Randmyrmekit, engl. rim myrmekite, entsteht während des Anfangsstadiums der Kaliummetasomatose in kataklastisch relativ schwach verformten Magmatiten. Die Brüche setzen hauptsächlich an den Korngrenzen an. Dies ermöglicht es beispielsweise der Kaliummetasomatose mit heißen Kaliumlösungen in die Ränder zonierter Plagioklaskristalle einzudringen. Als Folgeerscheinung bildet sich Randmyrmekit auf dem Plagioklaskristall sowie interstitieller Alkalifeldspat. Aufgrund des geringen Anorthit-Gehaltes der Plagioklasränder sind die Quarzstängel nur sehr dünn.[1]

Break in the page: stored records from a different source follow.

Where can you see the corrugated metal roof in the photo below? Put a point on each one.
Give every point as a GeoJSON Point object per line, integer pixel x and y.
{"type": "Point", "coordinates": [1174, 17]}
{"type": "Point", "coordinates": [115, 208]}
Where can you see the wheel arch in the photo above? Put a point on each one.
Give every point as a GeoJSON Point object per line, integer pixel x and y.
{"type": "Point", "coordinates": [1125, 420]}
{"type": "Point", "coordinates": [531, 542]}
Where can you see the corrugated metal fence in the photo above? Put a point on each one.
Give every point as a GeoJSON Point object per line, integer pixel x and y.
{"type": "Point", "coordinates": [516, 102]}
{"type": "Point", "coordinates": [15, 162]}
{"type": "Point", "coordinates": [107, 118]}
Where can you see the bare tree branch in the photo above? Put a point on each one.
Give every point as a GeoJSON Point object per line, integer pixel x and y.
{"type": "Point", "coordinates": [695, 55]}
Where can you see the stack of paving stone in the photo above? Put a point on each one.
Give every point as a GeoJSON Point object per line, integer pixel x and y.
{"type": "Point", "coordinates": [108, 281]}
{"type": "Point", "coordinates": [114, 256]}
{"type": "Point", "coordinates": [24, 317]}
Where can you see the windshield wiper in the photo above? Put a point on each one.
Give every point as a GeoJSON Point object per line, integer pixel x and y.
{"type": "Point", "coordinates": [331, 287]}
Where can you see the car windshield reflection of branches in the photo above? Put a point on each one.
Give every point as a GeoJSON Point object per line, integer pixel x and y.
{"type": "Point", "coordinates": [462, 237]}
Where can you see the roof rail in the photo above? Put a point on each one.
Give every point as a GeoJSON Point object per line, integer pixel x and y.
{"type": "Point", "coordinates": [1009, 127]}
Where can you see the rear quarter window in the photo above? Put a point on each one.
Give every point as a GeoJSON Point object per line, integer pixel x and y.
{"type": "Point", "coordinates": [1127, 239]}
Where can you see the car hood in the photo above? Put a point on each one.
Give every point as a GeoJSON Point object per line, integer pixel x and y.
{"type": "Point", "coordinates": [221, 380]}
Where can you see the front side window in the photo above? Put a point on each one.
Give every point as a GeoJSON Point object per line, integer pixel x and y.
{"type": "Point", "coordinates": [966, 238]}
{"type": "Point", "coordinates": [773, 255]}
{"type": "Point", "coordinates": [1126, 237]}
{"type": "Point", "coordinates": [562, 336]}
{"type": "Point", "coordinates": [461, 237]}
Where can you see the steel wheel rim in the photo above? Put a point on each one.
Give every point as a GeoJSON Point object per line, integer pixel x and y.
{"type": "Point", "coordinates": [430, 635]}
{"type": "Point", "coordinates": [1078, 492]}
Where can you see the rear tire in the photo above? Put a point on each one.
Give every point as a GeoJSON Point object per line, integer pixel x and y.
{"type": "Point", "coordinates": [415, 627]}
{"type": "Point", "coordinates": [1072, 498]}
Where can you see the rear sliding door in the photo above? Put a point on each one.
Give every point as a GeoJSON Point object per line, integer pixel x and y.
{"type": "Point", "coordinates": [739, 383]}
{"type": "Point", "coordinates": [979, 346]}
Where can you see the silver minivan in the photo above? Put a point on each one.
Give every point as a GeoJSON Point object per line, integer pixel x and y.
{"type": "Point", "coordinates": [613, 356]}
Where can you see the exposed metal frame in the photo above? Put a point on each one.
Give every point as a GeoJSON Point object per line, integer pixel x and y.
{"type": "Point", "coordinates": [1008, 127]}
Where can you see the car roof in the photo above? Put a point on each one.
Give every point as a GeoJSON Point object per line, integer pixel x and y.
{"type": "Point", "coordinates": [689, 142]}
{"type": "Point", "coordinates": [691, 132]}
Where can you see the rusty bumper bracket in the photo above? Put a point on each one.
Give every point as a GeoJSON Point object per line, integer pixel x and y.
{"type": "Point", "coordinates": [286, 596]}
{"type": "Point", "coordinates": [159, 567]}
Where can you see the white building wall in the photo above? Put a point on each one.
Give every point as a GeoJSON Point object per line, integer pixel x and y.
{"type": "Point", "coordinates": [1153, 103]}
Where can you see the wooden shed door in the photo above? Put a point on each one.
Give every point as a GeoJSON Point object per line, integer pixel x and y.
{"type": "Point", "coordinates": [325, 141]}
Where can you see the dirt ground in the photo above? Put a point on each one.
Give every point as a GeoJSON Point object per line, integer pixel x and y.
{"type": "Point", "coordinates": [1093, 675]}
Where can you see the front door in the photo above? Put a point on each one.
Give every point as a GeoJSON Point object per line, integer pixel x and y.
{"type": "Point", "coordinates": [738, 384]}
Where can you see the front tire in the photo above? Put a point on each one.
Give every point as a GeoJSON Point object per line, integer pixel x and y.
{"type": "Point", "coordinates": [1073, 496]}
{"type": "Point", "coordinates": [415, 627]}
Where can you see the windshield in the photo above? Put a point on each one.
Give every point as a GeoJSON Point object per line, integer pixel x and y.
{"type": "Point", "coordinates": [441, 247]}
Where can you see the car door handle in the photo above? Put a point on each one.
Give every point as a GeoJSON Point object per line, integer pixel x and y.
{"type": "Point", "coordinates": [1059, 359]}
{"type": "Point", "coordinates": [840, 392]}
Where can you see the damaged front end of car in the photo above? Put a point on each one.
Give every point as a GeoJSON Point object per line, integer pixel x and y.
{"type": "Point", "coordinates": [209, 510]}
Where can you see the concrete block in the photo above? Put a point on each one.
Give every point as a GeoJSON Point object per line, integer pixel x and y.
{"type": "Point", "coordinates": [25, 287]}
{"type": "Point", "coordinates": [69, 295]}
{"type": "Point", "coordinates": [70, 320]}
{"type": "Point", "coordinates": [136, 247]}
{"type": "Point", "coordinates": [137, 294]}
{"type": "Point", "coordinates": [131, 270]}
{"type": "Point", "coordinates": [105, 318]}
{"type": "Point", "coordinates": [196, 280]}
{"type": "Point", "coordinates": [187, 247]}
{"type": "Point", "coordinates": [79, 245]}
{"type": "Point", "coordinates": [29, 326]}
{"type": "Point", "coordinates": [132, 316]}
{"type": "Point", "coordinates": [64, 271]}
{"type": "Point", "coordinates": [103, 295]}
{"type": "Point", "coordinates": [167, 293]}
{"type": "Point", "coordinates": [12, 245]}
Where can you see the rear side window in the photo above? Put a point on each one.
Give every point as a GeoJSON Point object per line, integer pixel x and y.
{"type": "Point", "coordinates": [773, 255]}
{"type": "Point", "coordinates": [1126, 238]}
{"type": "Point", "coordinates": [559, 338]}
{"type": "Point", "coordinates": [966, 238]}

Die chemischen Veränderungen bleiben in diesem Stadium auf den Submillimeterbereich beschränkt und sind daher relativ gering. Es bestehen aber Übergänge zum nächstfolgenden Stadium des Warzenmyrmekits.

Beispiele für Randmyrmekit finden sich in Plutonen der Sierra Nevada.

Warzenmyrmekit in einem Megakristall-führenden Quarzmonzonit aus Twentynine Palms, Kalifornien

Mit steigenden tektonischen Spannungen wird auch die Kataklasis intensiviert. Brüche können sich jetzt bis ins Kristallinnere ausbreiten und Kristalle können verbogen werden. Folglich kann auch die Kaliummetasomatose weiter voranschreiten. Es kommt schließlich zu einer fast vollständigen bis vollständigen Verdrängung des Plagioklas durch Alkalifeldspat. An Stellen mit unvollständiger Verdrängung bildet sich Warzenmyrmekit (engl. wartlike myrmekite).

Es bestehen Übergänge zwischen Gesteinen die nur Randmyrmekit führen zu solchen mit gleichzeitig Randmyrmekit und Warzenmyrmekt und schließlich zu solchen allein mit Warzenmyrmekit. Eine ausgesprochen wichtige Beobachtung liegt in der Korrelation von Quarzstängeldicke (Durchmesser der wurmförmigen Röhren) und Kalziumgehalt des ursprünglichen Plagioklases im unveränderten magmatischen Ausgangsgestein. Die dicksten Stängel treten hierbei in Gesteinen mit dem höchsten Kalziumgehalt im Plagioklas auf.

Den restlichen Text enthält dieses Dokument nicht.